Methodological considerations

Several experimental models of sepsis have been developed, including the procedure of cecal ligation and puncture, colon ascendens stent peritonitis, the local inoculation of bacteria, as well as the induction of systemic endotoxemia (34, 35). Although there are shortcomings and limitations associated with the use of LPS (34, 35), LPS administration has clear advantages in terms of reproducibility and definition of the septic insult. Though not validly reflecting sepsis, LPS simulates the pathophysiology of endotoxemia (34). Moreover, the double-hit endotoxin-induced Shwartzman reaction, as used and termed GSR in the current study, has been considered to be a well-suited model to study sepsis-induced disseminated intravascular coagulopathy (24). The combination of GSR with the dorsal skinfold chamber model allows the assessment of microcirculatory dysfunction and microvascular thrombosis as key events driving the progression of endotoxin-induced critical illness (36, 37). In line with several studies showing the alteration of the microcirculation upon LPS exposure (38, 39), mice undergoing GSR show the reduced microhemodynamics, thrombocytopenia and leukocytopenia, and the triggering of coagulation and inflammatory responses that can be seen in septic patients (40, 41). Gene-targeted PZ- and ZPI-deficient mice provide a powerful tool to study the specific roles of PZ and ZPI in this scenario (42, 43).

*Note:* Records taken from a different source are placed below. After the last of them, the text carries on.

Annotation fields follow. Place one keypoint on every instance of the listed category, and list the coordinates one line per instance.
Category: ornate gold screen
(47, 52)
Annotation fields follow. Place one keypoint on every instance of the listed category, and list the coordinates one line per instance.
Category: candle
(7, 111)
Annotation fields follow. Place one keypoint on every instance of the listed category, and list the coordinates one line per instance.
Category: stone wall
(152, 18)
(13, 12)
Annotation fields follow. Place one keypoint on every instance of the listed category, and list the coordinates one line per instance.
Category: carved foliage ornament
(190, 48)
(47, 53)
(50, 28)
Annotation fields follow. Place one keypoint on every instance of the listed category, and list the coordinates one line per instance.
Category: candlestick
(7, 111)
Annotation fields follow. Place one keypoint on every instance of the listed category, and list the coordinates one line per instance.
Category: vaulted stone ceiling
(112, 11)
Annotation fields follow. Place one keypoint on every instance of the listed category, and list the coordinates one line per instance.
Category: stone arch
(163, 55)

Effect of PZ and ZPI deficiency in GSR

The action profile of PZ and ZPI suggests their potential contribution in the pathogenesis of haemostatic disorders. However, except of clinical trials solely describing the occurrence of altered PZ and ZPI levels in vascular diseases without providing the proof of a causal relationship (18-23), basic research studies are barely available. In the present study we demonstrate that (i) ZPI deficiency reverts the GSR-associated coagulopathy, while (ii) PZ deficiency modulates inflammation without major effect on thrombotic disorders during GSR.

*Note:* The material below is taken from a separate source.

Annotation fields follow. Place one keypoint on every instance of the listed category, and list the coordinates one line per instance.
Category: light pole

ZPI is a potent direct inhibitor of FXIa and inhibits FXa in a process that is dramatically enhanced by its cofactor, PZ, in the presence of Ca2+ and a phospholipid surface. Unchallenged PZ- and ZPI-deficient mice appear normal. A pro-thrombotic phenotype that is greater with ZPI deficiency than PZ deficiency, however, has been demonstrated with a concomitant factor VLeiden genotype and in the murine models of FeCl3-induced carotid artery occlusion and collagen/epinephrine-induced pulmonary embolism (15, 16). In contrast to the previously reported results in the carotid artery FeCl3-induced thrombosis model (16), we did not detect a significant effect of PZ or ZPI deficiency on light/dye-induced thrombosis in saline-treated mice, using the dorsal skinfold chamber model (Figure 3). Whether this disparity is related to the different vasculature being tested (macrovascular versus microvascular) or the different methods used to provoke thrombosis (FeCl3 versus light/dye) is not clear.

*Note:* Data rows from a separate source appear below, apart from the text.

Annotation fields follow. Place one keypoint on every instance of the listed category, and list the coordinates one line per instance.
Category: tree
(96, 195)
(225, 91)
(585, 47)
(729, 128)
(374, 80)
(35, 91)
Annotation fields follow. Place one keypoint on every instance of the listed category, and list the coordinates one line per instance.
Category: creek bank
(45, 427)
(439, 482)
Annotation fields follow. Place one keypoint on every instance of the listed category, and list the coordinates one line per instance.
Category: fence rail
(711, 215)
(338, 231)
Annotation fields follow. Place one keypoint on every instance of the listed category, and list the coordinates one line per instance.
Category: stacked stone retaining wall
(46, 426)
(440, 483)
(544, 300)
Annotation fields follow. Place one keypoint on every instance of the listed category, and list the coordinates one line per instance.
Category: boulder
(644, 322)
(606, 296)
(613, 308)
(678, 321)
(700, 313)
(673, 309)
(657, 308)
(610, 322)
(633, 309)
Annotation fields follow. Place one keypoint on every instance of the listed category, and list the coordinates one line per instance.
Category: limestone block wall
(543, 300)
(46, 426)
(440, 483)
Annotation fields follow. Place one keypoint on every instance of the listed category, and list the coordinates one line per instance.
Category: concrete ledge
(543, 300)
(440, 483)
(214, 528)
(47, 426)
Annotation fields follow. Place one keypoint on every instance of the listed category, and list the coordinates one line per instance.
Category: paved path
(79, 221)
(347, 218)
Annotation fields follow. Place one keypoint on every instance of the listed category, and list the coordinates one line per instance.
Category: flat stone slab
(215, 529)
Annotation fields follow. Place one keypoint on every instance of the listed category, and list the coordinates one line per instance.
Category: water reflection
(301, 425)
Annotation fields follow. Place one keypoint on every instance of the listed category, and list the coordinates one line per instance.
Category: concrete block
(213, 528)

After the induction of GSR, ZPI−/− mice had significantly shorter light/dye-induced vascular occlusion times and a greater fraction of thrombotic occluded hepatic vessels than their ZPI+/+ littermates (Figures 3 and 4). On the other hand, PZ−/− and PZ+/+ had similar vascular occlusion times and the difference in hepatic vascular thrombosis did not reach statistical significance. The effect of ZPI deficiency, but not PZ deficiency, on thrombosis suggests that FXIa plays a dominant role in this GSR murine model and that PZ-independent inhibition of FXa by ZPI (14) or the inhibition of FXa by other protease inhibitors may compensate for the loss of PZ cofactor action.

The inflammatory response plays an important role in septic illness. Just a few studies investigated by in vivo (44, 45) and in vitro (46, 47) experiments PZ and ZPI in the context of inflammatory processes. A striking result in our studies was the different effects of PZ and ZPI deficiency on cytokine generation following GSR induction. The levels of IL-6 and IL-10 were substantially and significantly increased in PZ−/− mice compared to their wild-type littermates, whereas cytokine levels were not significantly different between ZPI−/− and ZPI+/+ mice (Figures 5 and 6). Furthermore, PZ−/− mice showed higher numbers of tissue infiltrating leukocytes in liver and lung, whereas the presence or absence of ZPI had no influence on the extent of leukocytic tissue infiltration. The mechanism underlying this phenomenon is unknown, but the data suggest that PZ may affect the inflammatory response in a manner that is unrelated to its interaction with ZPI. Further investigation into a potential ZPI-independent function of PZ would appear warranted. Thus, several studies and our data suggest complex interactions between ZPI, PZ and inflammation.

Conclusion

In our murine GSR model, ZPI deficiency increased microvascular thrombosis, while PZ deficiency modified the inflammatory response. In conclusion, PZ and ZPI might not only regulate thrombosis, but might also be important regulators of inflammation. Future research should focus in a disease specific manner on the question how these interactions can be exploited for the treatment of critically ill patients.

Acknowledgments

Source of funding. This work was supported by a grant of the Deutsche Forschungsgemeinschaft DFG (VO 450/11-1). Dr. George J. Broze, Jr. has received grant support from the National Institutes of Health.

Footnotes

Conflicts of interest: The rest of the authors have not disclosed any potential conflicts of interest.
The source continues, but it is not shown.